Broken DREAMS and Deportation
Apr 24, 2017
The recent deportation of 23-year-old Juan Manuel Montes, who was protected by former President Barack Obama’s Deferred Action for Childhood Arrivals program, has created concern among NYU DREAM Team members.
Montes came to the United States at the age of nine and was deported to Mexico on Feb. 17 of this year, according to USA Today. Montes’ lawyers have attested that the story is the first known case of a protected DACA person — or DREAMer — being deported. Prior to his deportation, Montes had four prior convictions: one for shoplifting and three for driving without a license. However, none of these convictions legally disqualify him from DACA protections.

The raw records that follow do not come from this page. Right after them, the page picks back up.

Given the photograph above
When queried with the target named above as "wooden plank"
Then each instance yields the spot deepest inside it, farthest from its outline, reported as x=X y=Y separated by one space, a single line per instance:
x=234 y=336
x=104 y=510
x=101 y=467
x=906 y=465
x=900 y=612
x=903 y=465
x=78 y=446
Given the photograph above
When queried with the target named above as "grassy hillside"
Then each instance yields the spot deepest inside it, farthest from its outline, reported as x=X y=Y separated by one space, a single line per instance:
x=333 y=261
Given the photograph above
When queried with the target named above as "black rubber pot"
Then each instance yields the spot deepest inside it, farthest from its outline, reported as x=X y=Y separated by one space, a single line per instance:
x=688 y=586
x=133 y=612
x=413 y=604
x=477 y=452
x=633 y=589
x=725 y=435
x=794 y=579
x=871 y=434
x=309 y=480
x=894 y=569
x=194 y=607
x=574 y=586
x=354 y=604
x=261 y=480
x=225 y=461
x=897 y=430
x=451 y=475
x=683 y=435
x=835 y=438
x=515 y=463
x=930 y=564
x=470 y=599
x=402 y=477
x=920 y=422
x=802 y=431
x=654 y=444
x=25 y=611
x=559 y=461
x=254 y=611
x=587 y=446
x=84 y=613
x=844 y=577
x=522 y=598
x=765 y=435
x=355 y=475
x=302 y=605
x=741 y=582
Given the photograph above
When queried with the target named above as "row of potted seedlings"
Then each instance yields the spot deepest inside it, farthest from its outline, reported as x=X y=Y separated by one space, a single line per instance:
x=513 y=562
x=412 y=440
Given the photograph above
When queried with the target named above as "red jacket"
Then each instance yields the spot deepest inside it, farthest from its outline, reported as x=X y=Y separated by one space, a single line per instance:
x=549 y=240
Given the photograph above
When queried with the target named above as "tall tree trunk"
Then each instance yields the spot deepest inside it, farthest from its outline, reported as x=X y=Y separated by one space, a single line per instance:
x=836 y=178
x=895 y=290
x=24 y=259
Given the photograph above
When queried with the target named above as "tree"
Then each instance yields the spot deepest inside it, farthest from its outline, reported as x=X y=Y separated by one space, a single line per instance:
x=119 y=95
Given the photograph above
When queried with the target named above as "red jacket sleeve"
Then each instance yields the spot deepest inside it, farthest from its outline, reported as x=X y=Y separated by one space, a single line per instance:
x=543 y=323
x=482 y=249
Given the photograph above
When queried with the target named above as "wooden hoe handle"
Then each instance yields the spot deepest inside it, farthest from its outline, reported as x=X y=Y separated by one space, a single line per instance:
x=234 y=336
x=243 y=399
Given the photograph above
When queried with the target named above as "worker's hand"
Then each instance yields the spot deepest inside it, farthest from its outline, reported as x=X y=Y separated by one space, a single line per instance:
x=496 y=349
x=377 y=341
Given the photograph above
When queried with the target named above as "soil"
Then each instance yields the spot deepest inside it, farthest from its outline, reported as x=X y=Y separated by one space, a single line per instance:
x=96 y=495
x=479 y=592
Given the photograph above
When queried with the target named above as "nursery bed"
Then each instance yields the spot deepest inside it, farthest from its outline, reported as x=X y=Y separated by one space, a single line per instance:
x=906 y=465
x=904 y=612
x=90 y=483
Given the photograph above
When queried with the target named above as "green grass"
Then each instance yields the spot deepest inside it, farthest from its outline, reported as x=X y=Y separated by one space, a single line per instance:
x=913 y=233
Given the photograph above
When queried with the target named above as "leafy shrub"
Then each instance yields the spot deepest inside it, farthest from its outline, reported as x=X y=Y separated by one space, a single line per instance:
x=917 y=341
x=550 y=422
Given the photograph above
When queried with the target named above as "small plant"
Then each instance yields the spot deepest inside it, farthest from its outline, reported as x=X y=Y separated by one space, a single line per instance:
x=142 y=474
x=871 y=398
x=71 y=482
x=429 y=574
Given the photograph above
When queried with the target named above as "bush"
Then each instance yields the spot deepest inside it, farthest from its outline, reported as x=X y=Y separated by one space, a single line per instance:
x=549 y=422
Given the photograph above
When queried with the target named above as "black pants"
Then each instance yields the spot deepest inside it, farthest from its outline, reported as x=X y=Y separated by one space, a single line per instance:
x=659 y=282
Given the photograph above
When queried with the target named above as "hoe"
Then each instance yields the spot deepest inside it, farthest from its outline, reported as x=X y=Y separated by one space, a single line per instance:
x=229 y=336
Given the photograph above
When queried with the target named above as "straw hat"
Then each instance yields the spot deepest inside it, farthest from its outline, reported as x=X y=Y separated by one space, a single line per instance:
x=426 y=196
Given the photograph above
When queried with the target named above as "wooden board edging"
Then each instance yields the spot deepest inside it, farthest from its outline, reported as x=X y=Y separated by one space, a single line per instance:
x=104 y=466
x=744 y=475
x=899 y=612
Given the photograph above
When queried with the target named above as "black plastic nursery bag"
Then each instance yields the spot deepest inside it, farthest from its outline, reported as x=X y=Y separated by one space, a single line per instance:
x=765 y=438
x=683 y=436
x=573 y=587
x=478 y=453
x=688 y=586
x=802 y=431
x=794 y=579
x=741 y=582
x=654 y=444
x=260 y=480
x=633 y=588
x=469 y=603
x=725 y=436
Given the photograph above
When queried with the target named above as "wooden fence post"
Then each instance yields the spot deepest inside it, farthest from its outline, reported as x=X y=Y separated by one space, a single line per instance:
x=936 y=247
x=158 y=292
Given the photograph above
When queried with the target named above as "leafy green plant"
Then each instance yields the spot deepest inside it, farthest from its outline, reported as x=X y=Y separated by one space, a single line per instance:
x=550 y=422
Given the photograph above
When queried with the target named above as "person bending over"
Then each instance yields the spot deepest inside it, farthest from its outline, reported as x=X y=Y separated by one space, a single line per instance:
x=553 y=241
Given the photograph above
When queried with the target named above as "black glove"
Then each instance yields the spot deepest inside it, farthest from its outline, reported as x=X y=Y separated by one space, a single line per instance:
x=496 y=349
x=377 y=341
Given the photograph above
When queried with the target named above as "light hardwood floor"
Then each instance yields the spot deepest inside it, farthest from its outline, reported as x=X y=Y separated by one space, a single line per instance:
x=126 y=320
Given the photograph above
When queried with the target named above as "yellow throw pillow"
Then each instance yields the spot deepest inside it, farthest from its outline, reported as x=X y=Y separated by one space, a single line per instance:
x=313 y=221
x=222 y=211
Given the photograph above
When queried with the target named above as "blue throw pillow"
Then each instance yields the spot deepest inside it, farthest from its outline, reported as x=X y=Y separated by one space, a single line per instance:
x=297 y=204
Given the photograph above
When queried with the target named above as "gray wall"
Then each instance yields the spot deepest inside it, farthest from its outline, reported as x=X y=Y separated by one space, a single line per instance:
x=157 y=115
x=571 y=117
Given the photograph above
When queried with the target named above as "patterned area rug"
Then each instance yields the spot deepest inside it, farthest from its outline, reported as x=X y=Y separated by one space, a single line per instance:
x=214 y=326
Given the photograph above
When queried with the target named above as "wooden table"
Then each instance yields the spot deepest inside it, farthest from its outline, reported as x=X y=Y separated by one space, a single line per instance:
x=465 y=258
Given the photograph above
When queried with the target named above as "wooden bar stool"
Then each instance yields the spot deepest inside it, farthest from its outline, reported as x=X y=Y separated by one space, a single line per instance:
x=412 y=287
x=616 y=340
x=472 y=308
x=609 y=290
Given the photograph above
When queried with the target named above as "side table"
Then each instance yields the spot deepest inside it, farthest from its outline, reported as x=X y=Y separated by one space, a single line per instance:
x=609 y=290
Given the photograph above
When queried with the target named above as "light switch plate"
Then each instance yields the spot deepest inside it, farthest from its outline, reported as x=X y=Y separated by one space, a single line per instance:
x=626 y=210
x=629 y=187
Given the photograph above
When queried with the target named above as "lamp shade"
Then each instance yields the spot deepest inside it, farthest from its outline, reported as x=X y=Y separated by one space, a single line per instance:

After being deported to Mexico, Montes says he was beaten and mugged. He saw some people using rope to climb the border wall and attempted to join them. He was caught by federal agents, questioned and deported again. The Department of Homeland Security has no record of arresting and deporting Montes, claiming that they have only a record of his arrest after climbing the wall.
Vice President of NYU’s DREAM Team Ginnila Perez said that Montes’s story forces the nation to seriously face questions about who is actually protected under our new administration.
“I strongly believe that all undocumented people in this country deserve the same dignity and protection as anyone else — regardless of their immigration status,” Perez said. “However, of course, the deportation of Montes is particularly alarming as it shows that not even those who were supposed to be protected under the law are completely safe in this administration.”
President of DREAM Team and CAS sophomore Husniye Cogur, Student Senator-at-Large for undocumented and DACA students, believes that the detainment of Montes breaches the correct legal channels already put in place under DACA.
“I am utterly disgusted and angry with the deportation of Juan Manuel,” Cogur said. “His status as a DACA recipient warrants him legal rights and safeguards against deportation, and I believe his detainment is a gross infringement on his due process.”
Cogur also said she believes that Montes’s deportation should prompt students to continue advocating for immigration rights at NYU.
“His deportation is unconstitutional but a scary reminder to us all to keep advocating for undocumented [or] DACA students and to make sure their voices are being heard,” Cogur said. “I hope this will also be a nudge to [NYU President] Andrew Hamilton to reaffirm NYU’s legal status as a sanctuary for undocumented individuals.”
A version of this article appeared in the Monday, April 24 print edition.